Unions have also called for the reopening of schools in Wales next week to be delayed with Laura Doel, director of school leaders’ union NAHT Cymru, saying “the latest data shows that in large parts of Wales, control of infection has been lost”.
Meanwhile, a large group of head teachers has called for the scrapping of GCSE and A-level exams this summer.
However, Mr Williamson is insisting they must still go ahead.
But more than 2,000 head teachers, from the funding campaign group Worthless?, say pupils, parents and teachers should not be put at risk of contracting Covid for the sake of protecting exam timetables.
“Wider public health, pupil and staff safety should be prioritised ahead of examinations,” the head teachers from WorthLess? were quoted as saying in The Sunday Times.
“Public safety should not be risked or driven by an inflexible pursuit of GCSE and A-levels.”
One of the group’s leaders, Jules White, head of Tanbridge House School in Horsham, West Sussex, said there was “great scepticism that exams can now go ahead fairly”.
Recommending teacher assessments for final grades instead, the group says it would be unfair on pupils in areas hit harder by the pandemic than others to go ahead with exams.
Official data cited by the Times shows 62% of pupils were not in school in Medway, Kent, in the last week of November because they were either self-isolating or ill.
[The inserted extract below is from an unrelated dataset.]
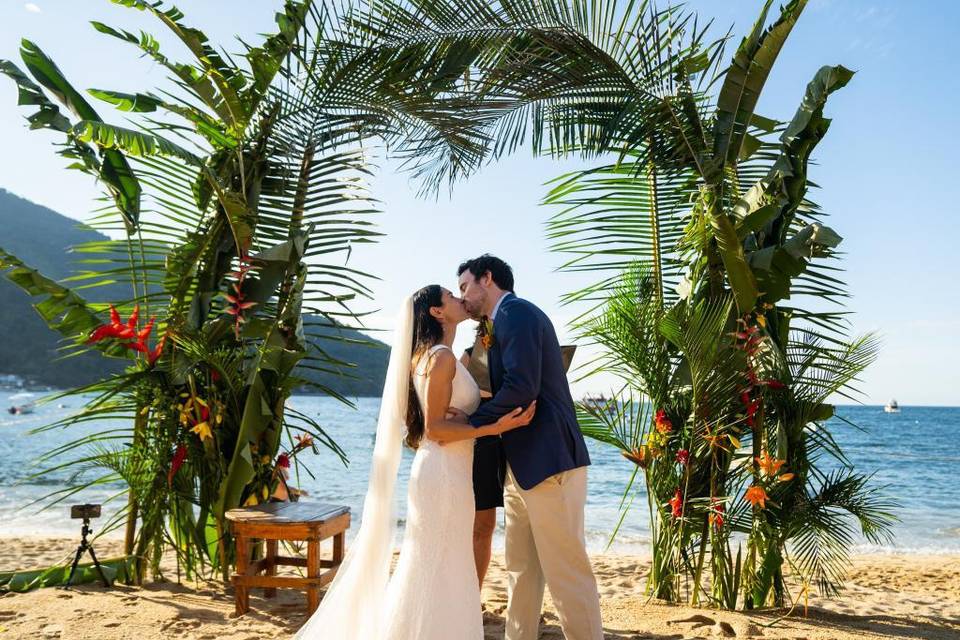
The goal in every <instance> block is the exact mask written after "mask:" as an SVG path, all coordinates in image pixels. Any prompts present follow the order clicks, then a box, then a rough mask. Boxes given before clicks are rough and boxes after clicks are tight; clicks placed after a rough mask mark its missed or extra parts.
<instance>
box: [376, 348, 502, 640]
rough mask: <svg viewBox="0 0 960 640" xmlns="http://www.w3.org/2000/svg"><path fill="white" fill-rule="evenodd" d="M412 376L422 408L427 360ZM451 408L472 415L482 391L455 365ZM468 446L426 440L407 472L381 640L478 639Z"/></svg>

But in Southend-on-Sea, Essex, the figure was only 8%.
Former education secretary Lord Baker said teachers should be allowed to provide a school-leaving assessment grade of pupils’ performances – accounting for factors such as number of days missed – rather than having them sit exams.
“They (teachers) are better than algorithms and they are the only people who can possibly assess the achievement of their students in this extraordinary time,” Lord Baker said.
Matt Hood, principal of the online Oak National Academy, which was commissioned by the Government to produce online lessons for teachers’ use, said around a million children had been forced to use parents’ mobile phones to study as they did not own a phone or laptop.
Some parents, however, could not afford the extra data charges incurred and had to stop their children from studying, again highlighting disparities between pupils across the country.
Higher and Advanced Highers exams have been cancelled in Scotland, while summer 2021 exams have been cancelled in Wales.
Linda Bauld, a professor in public health at the University of Edinburgh, told the PA news agency that transmission among primary school pupils was “still very limited” while secondary school pupils, particularly older teenagers, can pass on the virus in the same way as adults.
But health professionals have warned of growing pressure on services with Professor Andrew Goddard, president of the Royal College of Physicians, telling the BBC current case figures are “fairly mild” compared to what is expected in a week’s time.
Dr Shondipon Laha, an intensive care consultant in Lancashire, told the Sunday Telegraph: “The situation in hospitals is dire in London, but the situation around the country is only a few weeks behind and London is not at its peak yet.
“If you start seeing London overwhelmed it can happen everywhere else quickly.”